Watson did not address whether the ban was constitutional; rather, he limited his analysis to whether Trump had exceeded the authority that Congress has given the president to impose restrictions on those wanting to enter the United States. Of particular concern, he said, were that officials seemed to treat someone’s nationality an indicator of the threat they pose – without providing evidence of a connection between the two.

“As discussed herein, because [the executive order’s] findings are inconsistent with and do not fit the restrictions that the order actually imposes, and because [the executive order] improperly uses nationality as a proxy for risk, Plaintiffs are likely to prevail on the merits of their statutory claims,” Watson wrote.

He added that the order did “not reveal why existing law is insufficient to address the President’s described concerns,” and it was internally flawed – for example, exempting Iraq from the banned list, even though that country had failed the U.S. government’s security assessment.
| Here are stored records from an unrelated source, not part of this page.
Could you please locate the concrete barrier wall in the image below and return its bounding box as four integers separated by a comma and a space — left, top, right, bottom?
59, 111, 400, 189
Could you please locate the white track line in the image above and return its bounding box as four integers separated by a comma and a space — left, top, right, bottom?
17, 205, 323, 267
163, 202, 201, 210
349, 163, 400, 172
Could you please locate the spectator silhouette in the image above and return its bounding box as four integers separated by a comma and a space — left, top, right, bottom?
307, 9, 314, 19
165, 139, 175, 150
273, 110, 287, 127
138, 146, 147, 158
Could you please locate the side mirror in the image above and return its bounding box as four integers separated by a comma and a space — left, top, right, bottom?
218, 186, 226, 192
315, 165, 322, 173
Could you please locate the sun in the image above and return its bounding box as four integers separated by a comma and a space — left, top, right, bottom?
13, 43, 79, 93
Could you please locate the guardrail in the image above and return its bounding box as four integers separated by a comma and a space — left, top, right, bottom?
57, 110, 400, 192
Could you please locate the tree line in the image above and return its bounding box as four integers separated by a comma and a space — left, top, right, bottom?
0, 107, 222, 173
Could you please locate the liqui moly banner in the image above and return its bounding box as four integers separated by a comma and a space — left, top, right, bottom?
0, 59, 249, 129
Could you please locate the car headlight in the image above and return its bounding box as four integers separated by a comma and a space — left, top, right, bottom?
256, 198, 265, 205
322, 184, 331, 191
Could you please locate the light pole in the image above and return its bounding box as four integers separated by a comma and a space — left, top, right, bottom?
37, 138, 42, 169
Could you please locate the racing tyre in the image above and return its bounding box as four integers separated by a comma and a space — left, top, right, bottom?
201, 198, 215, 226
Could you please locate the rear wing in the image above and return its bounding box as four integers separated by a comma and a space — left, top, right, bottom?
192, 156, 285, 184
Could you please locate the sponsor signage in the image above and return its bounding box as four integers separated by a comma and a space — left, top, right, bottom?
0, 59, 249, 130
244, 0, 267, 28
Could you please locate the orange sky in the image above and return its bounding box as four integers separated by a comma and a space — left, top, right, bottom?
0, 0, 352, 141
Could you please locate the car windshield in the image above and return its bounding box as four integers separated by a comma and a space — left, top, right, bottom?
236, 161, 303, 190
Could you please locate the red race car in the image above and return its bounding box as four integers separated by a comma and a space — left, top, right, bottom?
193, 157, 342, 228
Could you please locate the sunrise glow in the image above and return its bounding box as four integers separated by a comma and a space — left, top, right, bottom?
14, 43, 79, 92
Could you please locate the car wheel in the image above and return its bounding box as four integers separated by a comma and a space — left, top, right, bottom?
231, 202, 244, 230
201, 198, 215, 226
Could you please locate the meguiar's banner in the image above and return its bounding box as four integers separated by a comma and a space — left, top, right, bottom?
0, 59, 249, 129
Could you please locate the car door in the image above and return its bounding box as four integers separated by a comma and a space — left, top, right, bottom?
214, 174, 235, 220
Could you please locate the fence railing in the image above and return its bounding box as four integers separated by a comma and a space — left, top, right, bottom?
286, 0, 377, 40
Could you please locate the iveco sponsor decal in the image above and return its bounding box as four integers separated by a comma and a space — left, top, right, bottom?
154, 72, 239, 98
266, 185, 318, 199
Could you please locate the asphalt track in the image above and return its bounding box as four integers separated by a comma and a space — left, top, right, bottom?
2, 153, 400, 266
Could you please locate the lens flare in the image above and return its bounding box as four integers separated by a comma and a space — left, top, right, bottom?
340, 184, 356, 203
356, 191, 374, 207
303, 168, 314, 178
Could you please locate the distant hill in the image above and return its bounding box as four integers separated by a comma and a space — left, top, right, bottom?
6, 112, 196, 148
Legal analysts had said those challenging the latest travel ban would face an uphill battle. That was particularly because measure was only put into effect after an extensive process in which the United States negotiated with other countries for information, putting those on a banned list that could not or would not meet a baseline standard.

Such a process, legal analysts said, presumably would help the government defeat arguments that president had not made the appropriate findings to justify his order. The list of countries affected also was changed to include two countries that are not Muslim-majority – Venezuela and North Korea – potentially helping the government argue against the measure was not meant to discriminate against Muslims.

Challengers to the ban, though, sought to link the new directive to its predecessors, and they asserted that even the additions were mainly symbolic. The ban only affects certain government officials from Venezuela, and very few people actually travel to the United States from North Korea each year. They noted Trump himself promised a “larger, tougher, and more specific” ban – meaning the new version would have the same legal problems as the prior iterations.

The directive imposed more complete bans on some countries than others, and the Trump administration has indicated countries could make their way off the list if conditions changed.

For Syria and North Korea, the president’s proclamation blocked immigrants wanting to relocate to the United States and nonimmigrants wishing to visit in some capacity. For Iran, the proclamation blocked both immigrants and nonimmigrants, though it exempted students and those participating in a cultural exchange.

The proclamation blocked people from Chad, Libya and Yemen from coming to the United States as immigrants or on business or tourist visas, and it blocked people from Somalia from coming as immigrants. The proclamation named Venezuela, but it only blocked certain government officials.